Galicia takes the lion’s share (31.5% of the allocated capacity), followed by Andalusia (20.2%) and Castilla y León (15.4%). The projects must be completed before 30 June 2030 and were selected through competitive bidding, taking into account criteria such as: reduction of the aid requested, administrative viability, contribution to the electricity system (grid forming or storage), Just Transition initiatives, and reinforcement of the national and European value chain.
For anyone who wants to break down the technical data of the allocations, I recommend the excellent analysis by Kiko Maza, who has dissected the call like no one else. The main figures are:
2,387 MW of capacity after repowering.
1,879 MWh of associated storage.
€3,545M of eligible investment.
An average aid of €194k/MW.
A mix of technologies to be decommissioned, with Gamesa G4X and G5X turbines featuring prominently, plenty of Ecotecnia units, and some other slightly more “unexpected” models.

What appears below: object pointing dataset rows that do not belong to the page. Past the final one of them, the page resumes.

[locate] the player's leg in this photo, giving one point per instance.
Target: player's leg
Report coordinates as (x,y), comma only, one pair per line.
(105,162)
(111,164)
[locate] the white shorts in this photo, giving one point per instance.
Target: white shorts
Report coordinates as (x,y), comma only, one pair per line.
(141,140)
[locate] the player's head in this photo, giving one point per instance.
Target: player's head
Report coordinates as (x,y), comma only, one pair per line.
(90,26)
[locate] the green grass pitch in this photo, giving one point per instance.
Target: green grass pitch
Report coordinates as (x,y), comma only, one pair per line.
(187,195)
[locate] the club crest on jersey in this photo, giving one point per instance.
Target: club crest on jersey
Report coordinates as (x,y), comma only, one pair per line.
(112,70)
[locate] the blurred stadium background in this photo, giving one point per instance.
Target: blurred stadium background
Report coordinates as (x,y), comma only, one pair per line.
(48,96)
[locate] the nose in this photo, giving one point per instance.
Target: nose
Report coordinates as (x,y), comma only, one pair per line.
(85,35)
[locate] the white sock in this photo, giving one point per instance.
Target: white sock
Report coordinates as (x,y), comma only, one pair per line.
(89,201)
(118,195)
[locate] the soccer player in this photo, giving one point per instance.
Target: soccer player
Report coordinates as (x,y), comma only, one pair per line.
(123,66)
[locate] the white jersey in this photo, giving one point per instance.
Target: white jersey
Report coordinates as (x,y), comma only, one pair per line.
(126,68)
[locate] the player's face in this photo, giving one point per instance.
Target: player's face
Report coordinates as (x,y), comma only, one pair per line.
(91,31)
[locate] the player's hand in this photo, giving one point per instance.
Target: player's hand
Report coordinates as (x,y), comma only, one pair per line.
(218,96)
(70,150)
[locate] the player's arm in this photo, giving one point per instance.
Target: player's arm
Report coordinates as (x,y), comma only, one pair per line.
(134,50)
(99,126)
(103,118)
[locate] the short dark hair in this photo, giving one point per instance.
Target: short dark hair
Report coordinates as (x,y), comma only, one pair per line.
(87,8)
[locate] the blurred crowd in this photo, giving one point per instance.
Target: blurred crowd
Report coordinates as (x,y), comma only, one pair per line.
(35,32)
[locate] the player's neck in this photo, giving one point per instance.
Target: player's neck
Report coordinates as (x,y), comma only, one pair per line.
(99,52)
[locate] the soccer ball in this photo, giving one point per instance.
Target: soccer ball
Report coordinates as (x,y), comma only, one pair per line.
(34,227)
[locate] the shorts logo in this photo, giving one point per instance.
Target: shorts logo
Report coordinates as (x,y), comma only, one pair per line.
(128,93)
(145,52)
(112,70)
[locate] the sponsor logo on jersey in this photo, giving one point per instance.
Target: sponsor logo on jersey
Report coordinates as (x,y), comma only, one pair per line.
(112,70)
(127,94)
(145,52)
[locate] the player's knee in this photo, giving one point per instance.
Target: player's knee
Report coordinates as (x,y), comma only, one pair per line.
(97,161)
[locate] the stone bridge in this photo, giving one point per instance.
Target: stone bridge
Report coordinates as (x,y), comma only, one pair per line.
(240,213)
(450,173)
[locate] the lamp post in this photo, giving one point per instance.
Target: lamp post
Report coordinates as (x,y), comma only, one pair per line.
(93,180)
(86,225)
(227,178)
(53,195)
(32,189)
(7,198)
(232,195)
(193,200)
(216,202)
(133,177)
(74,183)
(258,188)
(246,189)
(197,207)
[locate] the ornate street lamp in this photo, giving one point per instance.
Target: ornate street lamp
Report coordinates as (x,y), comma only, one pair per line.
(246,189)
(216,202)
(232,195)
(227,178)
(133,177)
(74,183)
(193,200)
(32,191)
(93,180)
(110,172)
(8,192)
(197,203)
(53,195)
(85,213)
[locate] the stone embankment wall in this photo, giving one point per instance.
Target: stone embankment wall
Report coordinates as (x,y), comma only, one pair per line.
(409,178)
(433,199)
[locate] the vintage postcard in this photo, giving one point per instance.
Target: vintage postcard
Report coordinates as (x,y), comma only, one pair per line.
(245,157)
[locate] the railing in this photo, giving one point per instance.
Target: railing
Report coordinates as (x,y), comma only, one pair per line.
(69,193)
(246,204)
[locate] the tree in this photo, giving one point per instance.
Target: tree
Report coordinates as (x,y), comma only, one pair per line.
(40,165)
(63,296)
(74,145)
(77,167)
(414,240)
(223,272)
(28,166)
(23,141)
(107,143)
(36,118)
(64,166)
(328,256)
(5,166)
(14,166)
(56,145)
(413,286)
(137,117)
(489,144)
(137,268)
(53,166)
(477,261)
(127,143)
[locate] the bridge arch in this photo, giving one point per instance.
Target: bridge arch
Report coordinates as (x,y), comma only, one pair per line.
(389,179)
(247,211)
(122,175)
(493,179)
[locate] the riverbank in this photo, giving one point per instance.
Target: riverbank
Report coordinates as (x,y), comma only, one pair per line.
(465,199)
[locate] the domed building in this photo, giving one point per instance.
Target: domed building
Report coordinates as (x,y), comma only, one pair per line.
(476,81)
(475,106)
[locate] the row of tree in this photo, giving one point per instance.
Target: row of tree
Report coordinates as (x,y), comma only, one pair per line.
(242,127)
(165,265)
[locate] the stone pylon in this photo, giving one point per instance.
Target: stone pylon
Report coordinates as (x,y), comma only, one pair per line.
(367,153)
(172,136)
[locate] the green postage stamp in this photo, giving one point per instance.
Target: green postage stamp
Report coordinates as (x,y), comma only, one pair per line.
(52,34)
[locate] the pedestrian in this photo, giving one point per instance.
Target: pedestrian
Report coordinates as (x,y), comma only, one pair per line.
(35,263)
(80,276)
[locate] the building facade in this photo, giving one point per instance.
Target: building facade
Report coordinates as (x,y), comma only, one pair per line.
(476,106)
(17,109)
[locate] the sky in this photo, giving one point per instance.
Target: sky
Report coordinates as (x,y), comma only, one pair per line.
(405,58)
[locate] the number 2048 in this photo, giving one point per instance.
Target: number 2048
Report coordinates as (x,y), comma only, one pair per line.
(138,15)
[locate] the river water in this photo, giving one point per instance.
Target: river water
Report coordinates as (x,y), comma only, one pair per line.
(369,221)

For a market like Spain, this is a very significant volume of capacity. To put the figure in perspective, 1,411.4 MW of wind were installed in 2025 and 1,186 MW in 2024. So this aid mobilizes a lot of megawatts for the years ahead.
On the other hand, a good share of the projects incorporate storage. However, it’s worth reading the fine print, because the real storage capacity is limited. The vast majority of projects, 57 of the 80, hybridize with very low-capacity storage, around 0.5 equivalent hours (1,760 MW and 927 MWh).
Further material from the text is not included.